Re: ListMatch Clarification




Daniel,

Daniel Henninger wrote:
caseIgnoreListSubstringsMatch has the same basic substrings
semantics as caseIgnoreSubstringsMatch.  Instead of matching
against a single directory string, the former matches against
a list of directory strings (lines).  The initial substring, if
asserted, must match the beginning of the first line.  The
final substring, if asserted, must match the end of the last
line.  Each any substrings match in between.  The matched
portions must not overlap each other, must not span lines,
and must appear in the same order as the substrings.  Multiple
matched portions, however, may be in the same line... and
some lines may have no matched portions.


Ok so, caseIgnoreListSubstringsMatch is no different than
caseIgnoreSubstringsMatch -except- for:

A. the list is effectively concatenated into one line
B. there are "markers" where there were line breaks that no single pattern
 can cross
C. \'s and $'s are handled so that they can be escaped out

Does that sound right?

Yes.


Excellent.  So I've been looking at what it would take to implement this,
and here is how I "think I should implement it".  I'd definitely like
feedback before going through with this.  I also have a side question, but
I'll get to this.  First of all, here's how I propose that I would
implement this:

given: A. is the query string
       B. is the entity within the ldap db I am comparing against

1. convert A to "escaped" format by running that escape command on it
   (assuming that is a real command  haven't looked at that)  escape
   out $ and \

Our implementation unescapes B and stores it as a list of lines. This is closer to the spirit of X.500. Escaping A should have the same effect as far as I can see, but there are nuances to deal with.

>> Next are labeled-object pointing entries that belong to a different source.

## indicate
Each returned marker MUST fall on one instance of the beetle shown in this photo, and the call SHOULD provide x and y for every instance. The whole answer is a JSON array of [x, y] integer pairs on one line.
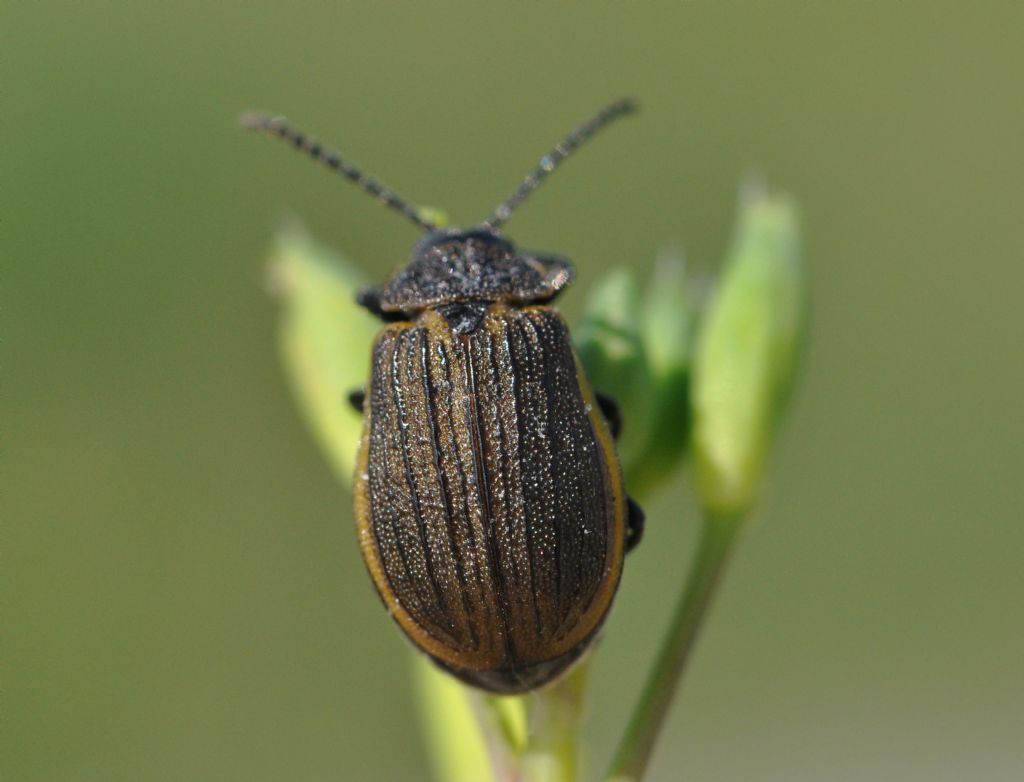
[[489, 502]]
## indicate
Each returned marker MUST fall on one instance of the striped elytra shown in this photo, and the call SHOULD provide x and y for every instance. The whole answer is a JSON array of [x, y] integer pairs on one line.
[[489, 503], [488, 498]]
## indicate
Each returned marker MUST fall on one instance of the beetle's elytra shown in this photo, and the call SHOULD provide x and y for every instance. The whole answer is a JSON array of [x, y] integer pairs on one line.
[[489, 502]]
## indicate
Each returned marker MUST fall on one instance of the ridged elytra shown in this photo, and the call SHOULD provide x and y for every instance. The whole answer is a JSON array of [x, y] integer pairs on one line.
[[489, 502]]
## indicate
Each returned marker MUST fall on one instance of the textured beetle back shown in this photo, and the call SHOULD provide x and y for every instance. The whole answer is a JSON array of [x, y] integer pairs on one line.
[[492, 512], [454, 266]]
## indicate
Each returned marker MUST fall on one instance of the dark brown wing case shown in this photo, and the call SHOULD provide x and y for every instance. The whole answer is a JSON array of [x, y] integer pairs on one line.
[[489, 502]]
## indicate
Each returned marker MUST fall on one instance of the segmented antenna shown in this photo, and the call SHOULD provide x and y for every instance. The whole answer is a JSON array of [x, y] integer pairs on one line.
[[276, 126], [552, 160]]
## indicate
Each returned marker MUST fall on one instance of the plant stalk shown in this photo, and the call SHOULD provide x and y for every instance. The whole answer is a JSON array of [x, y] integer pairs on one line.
[[553, 746], [717, 537]]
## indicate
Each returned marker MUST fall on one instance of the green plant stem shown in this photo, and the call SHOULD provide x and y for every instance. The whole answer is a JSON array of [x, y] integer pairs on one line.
[[553, 745], [717, 537]]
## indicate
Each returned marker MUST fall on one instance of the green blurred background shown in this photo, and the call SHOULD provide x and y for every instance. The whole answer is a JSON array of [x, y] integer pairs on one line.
[[182, 594]]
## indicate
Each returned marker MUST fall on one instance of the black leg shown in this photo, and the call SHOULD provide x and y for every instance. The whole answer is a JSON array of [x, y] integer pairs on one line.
[[357, 398], [370, 298], [609, 408], [634, 524]]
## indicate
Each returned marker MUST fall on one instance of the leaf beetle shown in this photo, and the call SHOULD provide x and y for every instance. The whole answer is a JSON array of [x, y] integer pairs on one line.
[[489, 502]]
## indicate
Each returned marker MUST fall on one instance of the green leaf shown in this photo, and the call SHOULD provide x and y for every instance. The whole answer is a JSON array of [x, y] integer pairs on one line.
[[747, 353], [326, 339]]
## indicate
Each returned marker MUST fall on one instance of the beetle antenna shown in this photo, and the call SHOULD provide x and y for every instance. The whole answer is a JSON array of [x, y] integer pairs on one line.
[[276, 126], [552, 160]]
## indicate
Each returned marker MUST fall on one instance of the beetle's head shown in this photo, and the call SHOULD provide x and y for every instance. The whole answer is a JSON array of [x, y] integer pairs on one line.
[[458, 265]]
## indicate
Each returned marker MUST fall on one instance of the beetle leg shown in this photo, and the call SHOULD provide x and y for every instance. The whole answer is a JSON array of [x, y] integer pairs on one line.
[[634, 524], [370, 298], [357, 398], [611, 413]]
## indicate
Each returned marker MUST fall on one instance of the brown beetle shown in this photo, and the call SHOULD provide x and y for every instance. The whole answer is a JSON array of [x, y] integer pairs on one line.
[[489, 502]]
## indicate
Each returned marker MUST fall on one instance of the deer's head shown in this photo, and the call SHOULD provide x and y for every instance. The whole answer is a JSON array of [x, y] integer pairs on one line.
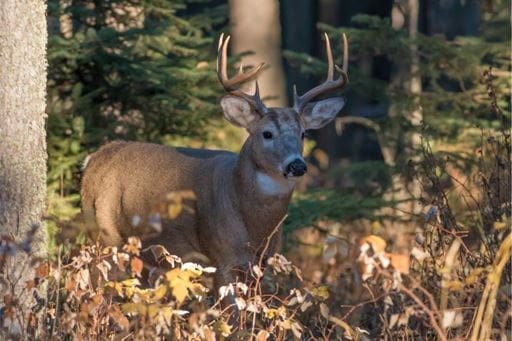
[[276, 135]]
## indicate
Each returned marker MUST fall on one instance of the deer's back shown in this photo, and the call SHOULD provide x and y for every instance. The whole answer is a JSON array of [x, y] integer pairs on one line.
[[123, 180]]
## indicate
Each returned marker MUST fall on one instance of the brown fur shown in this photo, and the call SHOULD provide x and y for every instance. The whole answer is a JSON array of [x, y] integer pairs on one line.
[[231, 218]]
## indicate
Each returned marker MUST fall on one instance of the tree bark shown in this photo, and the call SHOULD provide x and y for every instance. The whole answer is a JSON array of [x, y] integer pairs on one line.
[[255, 27], [23, 36]]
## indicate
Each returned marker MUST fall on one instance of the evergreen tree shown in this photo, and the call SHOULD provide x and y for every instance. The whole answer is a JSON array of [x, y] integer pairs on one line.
[[126, 69]]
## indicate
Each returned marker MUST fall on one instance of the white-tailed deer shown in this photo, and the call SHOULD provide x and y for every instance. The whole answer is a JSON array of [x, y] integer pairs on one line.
[[233, 201]]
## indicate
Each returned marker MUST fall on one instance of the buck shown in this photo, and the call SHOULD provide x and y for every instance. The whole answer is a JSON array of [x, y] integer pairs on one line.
[[237, 200]]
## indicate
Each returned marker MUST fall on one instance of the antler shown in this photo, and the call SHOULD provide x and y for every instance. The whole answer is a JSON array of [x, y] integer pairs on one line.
[[299, 102], [232, 85]]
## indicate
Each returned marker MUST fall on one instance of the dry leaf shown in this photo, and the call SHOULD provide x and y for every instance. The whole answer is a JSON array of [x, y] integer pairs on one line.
[[262, 335], [377, 243], [400, 263], [136, 265], [452, 319], [43, 270], [324, 310]]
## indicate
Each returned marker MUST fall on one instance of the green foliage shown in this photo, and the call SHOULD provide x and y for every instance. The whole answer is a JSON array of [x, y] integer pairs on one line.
[[465, 88], [122, 69]]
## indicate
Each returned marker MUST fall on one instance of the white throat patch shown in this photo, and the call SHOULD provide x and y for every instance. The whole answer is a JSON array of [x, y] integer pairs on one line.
[[272, 186]]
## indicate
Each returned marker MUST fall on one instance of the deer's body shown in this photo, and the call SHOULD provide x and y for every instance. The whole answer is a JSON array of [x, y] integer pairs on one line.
[[237, 199], [233, 211]]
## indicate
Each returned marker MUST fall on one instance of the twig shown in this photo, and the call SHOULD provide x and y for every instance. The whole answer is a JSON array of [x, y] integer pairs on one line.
[[429, 312], [485, 313]]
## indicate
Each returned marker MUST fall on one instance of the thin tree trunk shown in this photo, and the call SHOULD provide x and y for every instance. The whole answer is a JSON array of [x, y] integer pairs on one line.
[[402, 145], [23, 36], [255, 27]]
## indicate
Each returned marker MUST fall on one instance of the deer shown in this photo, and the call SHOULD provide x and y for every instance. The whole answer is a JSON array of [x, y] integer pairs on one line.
[[236, 200]]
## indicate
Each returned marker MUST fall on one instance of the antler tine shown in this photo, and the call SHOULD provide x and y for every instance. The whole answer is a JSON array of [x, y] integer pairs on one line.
[[345, 53], [232, 85], [330, 83], [330, 62]]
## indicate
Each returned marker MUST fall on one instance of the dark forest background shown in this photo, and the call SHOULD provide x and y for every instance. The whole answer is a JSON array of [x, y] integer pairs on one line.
[[416, 166]]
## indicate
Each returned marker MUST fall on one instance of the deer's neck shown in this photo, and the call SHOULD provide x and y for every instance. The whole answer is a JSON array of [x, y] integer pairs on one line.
[[262, 198]]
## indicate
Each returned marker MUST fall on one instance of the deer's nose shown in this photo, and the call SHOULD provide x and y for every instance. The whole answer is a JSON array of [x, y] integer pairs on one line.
[[296, 168]]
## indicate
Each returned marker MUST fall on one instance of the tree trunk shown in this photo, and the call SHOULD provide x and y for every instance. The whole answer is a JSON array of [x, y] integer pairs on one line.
[[255, 27], [23, 36], [402, 145]]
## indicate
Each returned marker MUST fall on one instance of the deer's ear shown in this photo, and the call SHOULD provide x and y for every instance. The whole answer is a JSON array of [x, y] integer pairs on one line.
[[318, 114], [239, 112]]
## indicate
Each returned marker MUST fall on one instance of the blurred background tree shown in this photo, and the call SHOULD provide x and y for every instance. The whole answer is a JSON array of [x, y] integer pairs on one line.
[[144, 70], [122, 69]]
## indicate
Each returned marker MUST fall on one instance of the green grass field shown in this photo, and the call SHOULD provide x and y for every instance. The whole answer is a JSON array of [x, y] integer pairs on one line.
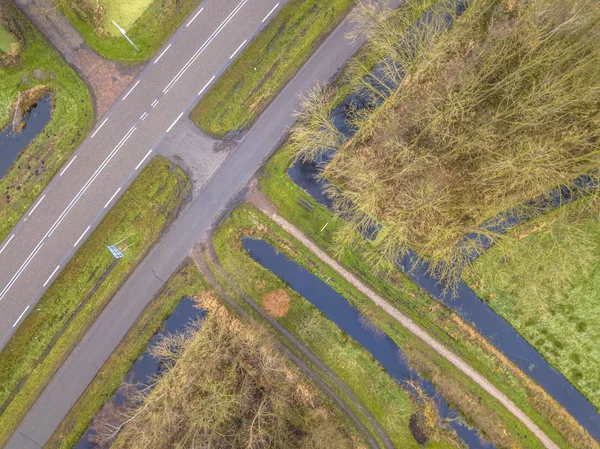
[[151, 22], [310, 327], [249, 85], [561, 323], [7, 39], [72, 117], [124, 13], [389, 404], [87, 283], [428, 313], [186, 282]]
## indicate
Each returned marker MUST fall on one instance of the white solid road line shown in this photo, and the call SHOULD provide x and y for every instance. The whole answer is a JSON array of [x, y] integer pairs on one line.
[[173, 124], [142, 161], [206, 85], [203, 47], [112, 198], [68, 165], [238, 49], [131, 90], [161, 55], [270, 12], [50, 277], [98, 129], [36, 205], [65, 212], [6, 244], [79, 239], [194, 18], [21, 316]]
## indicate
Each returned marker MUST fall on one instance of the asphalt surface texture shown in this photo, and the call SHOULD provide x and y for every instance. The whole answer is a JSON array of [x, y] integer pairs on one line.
[[124, 139], [132, 135]]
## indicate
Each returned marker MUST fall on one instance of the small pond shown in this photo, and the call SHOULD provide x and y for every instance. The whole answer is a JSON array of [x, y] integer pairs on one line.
[[360, 328], [11, 143], [146, 368]]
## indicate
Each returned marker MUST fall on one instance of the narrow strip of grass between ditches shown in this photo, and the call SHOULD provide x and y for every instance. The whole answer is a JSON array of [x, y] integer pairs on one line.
[[76, 298], [445, 325], [263, 69], [39, 68], [156, 24], [381, 395]]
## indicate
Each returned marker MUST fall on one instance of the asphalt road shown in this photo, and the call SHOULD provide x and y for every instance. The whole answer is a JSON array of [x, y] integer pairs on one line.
[[123, 141], [195, 221]]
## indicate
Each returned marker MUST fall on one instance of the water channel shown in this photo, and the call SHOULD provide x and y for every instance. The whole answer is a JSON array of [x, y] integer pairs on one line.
[[147, 368], [360, 328], [466, 302], [12, 143]]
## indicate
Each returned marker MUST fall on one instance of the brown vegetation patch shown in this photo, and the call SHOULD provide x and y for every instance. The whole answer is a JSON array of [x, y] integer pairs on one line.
[[24, 102], [493, 113], [277, 303]]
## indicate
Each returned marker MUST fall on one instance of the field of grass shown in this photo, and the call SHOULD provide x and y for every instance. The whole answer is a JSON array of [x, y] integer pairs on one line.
[[7, 39], [185, 282], [309, 325], [123, 13], [561, 323], [428, 313], [87, 283], [159, 19], [390, 405], [72, 117], [249, 85], [230, 386]]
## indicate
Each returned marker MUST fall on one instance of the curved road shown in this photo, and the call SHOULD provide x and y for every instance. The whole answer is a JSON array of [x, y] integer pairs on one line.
[[134, 138], [299, 361]]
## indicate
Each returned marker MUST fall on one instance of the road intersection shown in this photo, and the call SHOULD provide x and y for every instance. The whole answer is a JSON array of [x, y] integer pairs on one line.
[[117, 149]]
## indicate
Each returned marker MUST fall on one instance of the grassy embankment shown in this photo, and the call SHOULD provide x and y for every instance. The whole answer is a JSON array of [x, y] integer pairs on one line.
[[342, 354], [87, 283], [186, 282], [231, 387], [561, 322], [389, 404], [7, 40], [249, 85], [439, 321], [147, 22], [72, 116]]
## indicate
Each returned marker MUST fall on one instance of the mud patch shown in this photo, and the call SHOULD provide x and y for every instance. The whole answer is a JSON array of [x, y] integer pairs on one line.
[[277, 303]]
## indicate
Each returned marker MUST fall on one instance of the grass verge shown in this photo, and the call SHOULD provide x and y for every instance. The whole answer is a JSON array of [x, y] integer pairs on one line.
[[439, 321], [388, 403], [559, 319], [187, 281], [249, 85], [149, 32], [87, 283], [72, 116]]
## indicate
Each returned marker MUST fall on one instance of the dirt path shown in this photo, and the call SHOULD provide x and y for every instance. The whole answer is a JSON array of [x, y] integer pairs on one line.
[[259, 199], [298, 361], [106, 79]]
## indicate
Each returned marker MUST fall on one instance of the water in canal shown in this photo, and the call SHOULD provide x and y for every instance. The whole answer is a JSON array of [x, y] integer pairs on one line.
[[11, 143], [466, 302], [360, 328], [146, 368]]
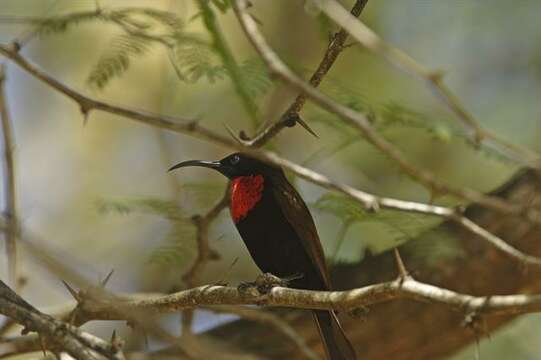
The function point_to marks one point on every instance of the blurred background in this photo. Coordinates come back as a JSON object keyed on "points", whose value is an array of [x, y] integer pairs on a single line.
{"points": [[97, 190]]}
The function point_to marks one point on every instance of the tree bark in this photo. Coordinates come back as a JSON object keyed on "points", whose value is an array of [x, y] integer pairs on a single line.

2. convert B by turning the line separator $ into a ^M (ctrl-M) (or a \n not sure which would be better there)

Why change the $ separator ? If you have escaped $ in the assertion substrings then none of the substrings can match a literal $ in B. What you will need to do though is escape any *'s in B because they are already escaped in A. All this assumes that the routine for matching substrings is doing a literal character comparison and is ignorant of character escapes.


3. turn the converted A and B over to caseIgnoreSubstringsMatch for comparison

This does mean that an added side effect is that you could actually
-match- those newlines using ^M or \n, depending on which were used.
Personally, I don't think anything is wrong with that.  ;)

It would not be conformant with the specification of caseIgnoreListSubstringsMatch.


If I can do that, then my second question is moot. If I can not allow the newline to be matchable at all, then how is it possible to do a non-substrings match?

1) Don't map the $'s in B to anything else. Do escape the *'s in B.

OR

2) The description of caseIgnoreListSubstringsMatch depends on the description
of caseIgnoreSubstringsMatch but that doesn't mean it must necessarily be
implemented that way. Our implementation uses a separate function for
caseIgnoreListSubstringsMatch. It attempts to match as many of the assertion
substrings as it can in the first line (where an initial substring must match
the beginning of the first line). If there are any left over it attempts
to match the remainder on the second line. If there are still some left over it
attempts to match the new remainder on the third line, and so on. If all the substrings
get matched, and any final substring matches the end of the last line, then success!

Since we store B as a list of separately terminated lines (and do much the same for A)
there is no need to worry about separators or escaping (except to undo it on input).

Regards,
Steven


Daniel